Pair Corralation between Virtus ETF and Pacer Pacific

Given the investment horizon of 90 days Virtus ETF Trust is expected to generate 0.91 times more return on investment than Pacer Pacific. However, Virtus ETF Trust is 1.1 times less risky than Pacer Pacific. It trades about 0.05 of its potential returns per unit of risk. Pacer Pacific Asset is currently generating about 0.01 per unit of risk.
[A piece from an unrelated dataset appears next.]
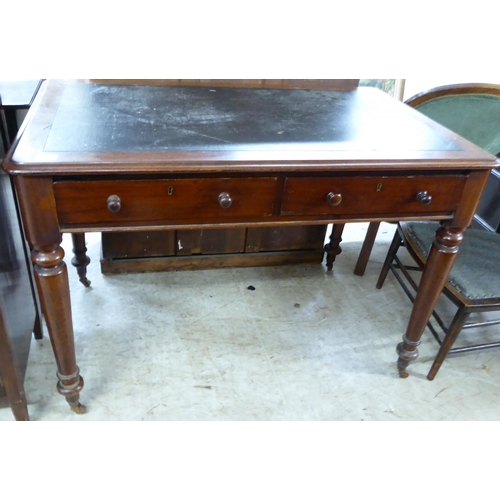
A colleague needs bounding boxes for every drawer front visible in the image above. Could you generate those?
[281,175,467,215]
[54,177,276,225]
If you would invest  2,355  in Virtus ETF Trust on December 28, 2024 and sell it today you would earn a total of  7.00  from holding Virtus ETF Trust or generate 0.3% return on investment over 90 days.
Time Period3 Months [change]
DirectionMoves Together 
StrengthStrong
Accuracy100.0%
ValuesDaily Returns

Virtus ETF Trust  vs.  Pacer Pacific Asset

 Performance 
       Timeline  
Virtus ETF Trust 

Risk-Adjusted Performance

Insignificant

 
Weak
 
Strong
Compared to the overall equity markets, risk-adjusted returns on investments in Virtus ETF Trust are ranked lower than 4 (%) of all global equities and portfolios over the last 90 days. In spite of fairly strong forward indicators, Virtus ETF is not utilizing all of its potentials. The current stock price disturbance, may contribute to short-term losses for the investors.
Pacer Pacific Asset 

Risk-Adjusted Performance

Very Weak

 
Weak
 
Strong
Over the last 90 days Pacer Pacific Asset has generated negative risk-adjusted returns adding no value to investors with long positions. In spite of comparatively stable basic indicators, Pacer Pacific is not utilizing all of its potentials. The latest stock price uproar, may contribute to short-horizon losses for the private investors.

Virtus ETF and Pacer Pacific Volatility Contrast

   Predicted Return Density   
       Returns  

Pair Trading with Virtus ETF and Pacer Pacific

The main advantage of trading using opposite Virtus ETF and Pacer Pacific positions is that it hedges away some unsystematic risk. Because of two separate transactions, even if Virtus ETF position performs unexpectedly, Pacer Pacific can make up some of the losses. Pair trading also minimizes risk from directional movements in the market. For example, if an entire industry or sector drops because of unexpected headlines, the short position in Pacer Pacific will offset losses from the drop in Pacer Pacific's long position.
The idea behind Virtus ETF Trust and Pacer Pacific Asset pairs trading is to make the combined position market-neutral, meaning the overall market's direction will not affect its win or loss (or potential downside or upside). This can be achieved by designing a pairs trade with two highly correlated stocks or equities that operate in a similar space or sector, making it possible to obtain profits through simple and relatively low-risk investment.
Check out your portfolio center.
Note that this page's information should be used as a complementary analysis to find the right mix of equity instruments to add to your existing portfolios or create a brand new portfolio. You can also try the Performance Analysis module to check effects of mean-variance optimization against your current asset allocation.